Production LLM Deployment

  • Rate Limiting: Prevent abuse and control costs
  • Caching: Cache identical requests to reduce API calls and latency
  • Monitoring: Track TTFT (time to first token), latency, token costs
  • Error Handling: Graceful degradation and fallback models
  • Concurrency: Use async/await for multiple concurrent requests
  • Cost Control: Monitor token usage, implement quotas
  • Security: Validate inputs, sanitize outputs, protect API keys
  • Scaling: Use load balancers, auto-scaling based on traffic
See also  Building a 2D Platformer Game with Python

Caching LLM Responses

from functools import lru_cache
import hashlib
from redis import Redis

redis_client = Redis(host='localhost', port=6379, db=0)

def cache_llm_response(prompt: str, model: str = "gpt-4o") -> str:
    """Cache LLM responses to reduce API calls"""
    # Create cache key
    cache_key = f"llm:{model}:{hashlib.md5(prompt.encode()).hexdigest()}"
    
    # Check cache
    cached = redis_client.get(cache_key)
    if cached:
        return cached.decode()
    
    # Call LLM
    response = call_llm(prompt, model)
    
    # Cache for 24 hours
    redis_client.setex(cache_key, 86400, response)
    
    return response

Monitoring LLM Performance

import time
from prometheus_client import Counter, Histogram

# Define metrics
llm_requests = Counter('llm_requests_total', 'Total LLM requests', ['model', 'status'])
llm_latency = Histogram('llm_latency_seconds', 'LLM request latency', ['model'])
llm_tokens = Counter('llm_tokens_total', 'Total tokens used', ['model', 'type'])

def call_llm_with_monitoring(prompt: str, model: str):
    """Call LLM with performance monitoring"""
    start_time = time.time()
    
    try:
        response = client.chat.completions.create(
            model=model,
            messages=[{"role": "user", "content": prompt}]
        )
        
        # Record metrics
        llm_requests.labels(model=model, status='success').inc()
        llm_latency.labels(model=model).observe(time.time() - start_time)
        llm_tokens.labels(model=model, type='prompt').inc(response.usage.prompt_tokens)
        llm_tokens.labels(model=model, type='completion').inc(response.usage.completion_tokens)
        
        return response.choices[0].message.content
    except Exception as e:
        llm_requests.labels(model=model, status='error').inc()
        raise

FastAPI LLM Service with Rate Limiting

from fastapi import FastAPI, Depends
from slowapi import Limiter
from slowapi.util import get_remote_address
from pydantic import BaseModel
from langchain_openai import ChatOpenAI

app = FastAPI()
limiter = Limiter(key_func=get_remote_address)

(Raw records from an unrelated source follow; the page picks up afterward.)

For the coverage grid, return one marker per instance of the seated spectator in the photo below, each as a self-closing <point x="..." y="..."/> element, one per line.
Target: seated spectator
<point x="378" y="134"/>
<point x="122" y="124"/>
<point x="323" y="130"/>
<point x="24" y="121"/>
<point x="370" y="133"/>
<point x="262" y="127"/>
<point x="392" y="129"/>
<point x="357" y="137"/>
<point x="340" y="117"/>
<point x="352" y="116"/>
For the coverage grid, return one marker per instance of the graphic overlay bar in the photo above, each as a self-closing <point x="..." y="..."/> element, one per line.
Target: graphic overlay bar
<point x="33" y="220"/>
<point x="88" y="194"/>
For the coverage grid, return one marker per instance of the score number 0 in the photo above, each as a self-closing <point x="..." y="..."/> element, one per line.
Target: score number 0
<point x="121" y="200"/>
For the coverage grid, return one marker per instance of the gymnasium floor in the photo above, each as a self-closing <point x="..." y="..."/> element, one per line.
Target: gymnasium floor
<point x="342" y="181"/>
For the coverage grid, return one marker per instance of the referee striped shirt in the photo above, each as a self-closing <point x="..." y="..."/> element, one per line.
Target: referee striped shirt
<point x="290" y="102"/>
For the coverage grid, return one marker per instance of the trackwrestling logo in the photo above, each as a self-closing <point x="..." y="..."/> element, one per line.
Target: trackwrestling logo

class CompletionRequest(BaseModel):
    prompt: str
    model: str = "gpt-4o"

llm = ChatOpenAI(model="gpt-4o")

@app.post("/completion")
@limiter.limit("5/minute")  # 5 requests per minute per IP
async def get_completion(request: CompletionRequest):
    """Get LLM completion with rate limiting"""
    try:
        response = llm.invoke(request.prompt)
        return {
            "status": "success",
            "result": response.content
        }
    except Exception as e:
        return {
            "status": "error",
            "error": str(e)
        }

Start simple with direct API calls, evolve to LangChain for complex applications, implement RAG when you need custom data, and ensure production-readiness with proper error handling, monitoring, and cost control.

Next Steps: Choose your preferred LLM provider, start building with simple chains, add complexity as needed, and always prioritize security and cost control in production deployments.